Fear of admitting your own weaknesses is one of the most common and most frightening weaknesses in our profession. We have self-disclosure skills, so we often talk quite frankly about some problems that other people find it difficult to admit, but at the same time we can lie to ourselves and lead ourselves by the nose for years, not wanting to come into contact with something that does not fit with our own self-image, which makes us vulnerable to criticism, which seems to us a reason for condemnation from colleagues. The level of knowledge and work skills help us to deceive ourselves and our supervisors quite effectively: this "elephant in the room" may not be noticed even by the most experienced specialists, so it is not worth expecting that a personal therapist or supervisor will "find" the problem on his own. Just as you should not deceive yourself, thinking that since nothing of this kind in personal therapy aimed at professional growth, nothing "comes out", then you have successfully coped with all your internal contradictions, and you will never face them again.

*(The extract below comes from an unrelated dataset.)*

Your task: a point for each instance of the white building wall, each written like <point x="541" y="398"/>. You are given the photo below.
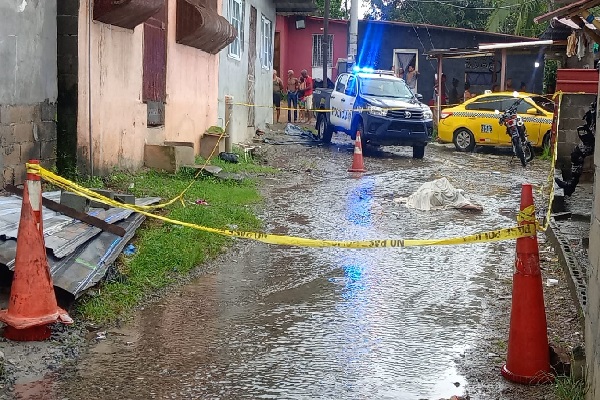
<point x="233" y="75"/>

There is a lot of strength, responsibility and freedom in realizing that despite education, experience, introspection skills and ability to work, you continue to be human. There is a great deal of mercy in treating your inner conflicts and weaknesses with the same acceptance you would treat your patients' symptoms. There is a lot of honesty to be able to admit to yourself that you are not perfect. And there is a lot of wisdom in not devaluing your professional qualities and experience when faced with something unbearable, painful, shameful or overwhelming - in yourself.